Yesterday, the chief economists of the chartered banks called on the federal government to permanently cut taxes now and balance the budget after the economic crisis by cutting spending. An obvious but unstated implication is a smaller government when the economy recovers. While this outcome would undoubtedly suit the ideological preferences of bank economists, it would hardly be a sensible response to the economic crisis.
Federal spending currently equals 15% of GDP, its lowest level since 1949. (Because interest payments have fallen faster than this total, program spending has edged back to 13% from the 12% low maintained between 1999 and 2002.) Further reducing the ballast provided by these minimal public expenditures would make Canada’s economy even more vulnerable to the vagaries of private markets.
By what logic do the bank economists reach their conclusion of permanent tax cuts and temporary new spending? First, they assume that stimulus must consist of both tax cuts and spending. They do not consider the possibility of just focussing on government spending, the reliable way to add a given number of dollars to aggregate demand.
Second, having presumed the need for tax cuts, they argue that these cuts must be permanent:
“I would hope that if we do get a tax cut, it’s not just temporary,” said Don Drummond, chief economist at Toronto-Dominion Bank.

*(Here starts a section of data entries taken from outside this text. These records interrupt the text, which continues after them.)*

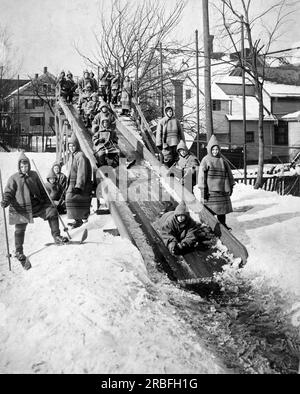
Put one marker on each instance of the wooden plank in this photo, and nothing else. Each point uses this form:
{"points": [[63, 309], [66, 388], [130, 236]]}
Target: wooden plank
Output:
{"points": [[181, 193]]}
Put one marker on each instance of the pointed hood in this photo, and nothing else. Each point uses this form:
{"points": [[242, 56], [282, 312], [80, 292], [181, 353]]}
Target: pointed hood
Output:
{"points": [[73, 140], [103, 104], [181, 209], [182, 145], [51, 174], [212, 142], [167, 108], [23, 157], [58, 164]]}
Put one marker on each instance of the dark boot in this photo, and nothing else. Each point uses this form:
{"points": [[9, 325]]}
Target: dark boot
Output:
{"points": [[23, 260], [76, 223], [19, 237], [59, 240]]}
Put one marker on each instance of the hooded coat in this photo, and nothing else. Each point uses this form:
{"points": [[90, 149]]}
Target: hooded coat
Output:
{"points": [[126, 95], [169, 131], [54, 189], [97, 121], [187, 163], [174, 232], [61, 177], [26, 197], [215, 180], [79, 176]]}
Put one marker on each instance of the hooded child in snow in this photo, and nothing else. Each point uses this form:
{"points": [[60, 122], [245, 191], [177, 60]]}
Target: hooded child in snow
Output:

He argued that temporary tax cuts only serve to move forward consumers’ purchases that they would have eventually made anyway, without fuelling any lasting increase in spending habits.
“It just shifts around the timing of purchases, and doesn’t accomplish anything.”
One might suggest that the point of stimulus is not to increase consumer spending for all time, but to quickly bolster consumer spending to support the economy in the present. Some eminently mainstream economists, like Dale Orr in Canada and Mark Zandi in the US, point out that temporary tax cuts provide more stimulus precisely because of their effect on the timing of purchases. But the bank economists want permanent tax cuts.
Third, permanent tax cuts and permanent spending increases would create a permanent deficit. Having decided that the tax cuts must be permanent, the only way to avoid a permanent deficit is to make the spending temporary.
None of the steps in this chain have much to do with what would provide the most stimulus in the short term or the most stability in the long term.
UPDATE (Jan. 9): The Globe printed my letter today.
The unstated implication of enacting permanent tax cuts now and balancing the budget with spending cuts later (Economists’ Advice To Flaherty: Cut Taxes Now – Report on Business, Jan. 8 ) is a smaller, weaker government. This outcome would be the wrong response to the crisis.
In the future, Canada’s economy would be even more vulnerable to the vagaries of private markets with less ballast from the relatively stable public sector. The most effective form of economic stimulus would be sustained reinvestment in public infrastructure and programs.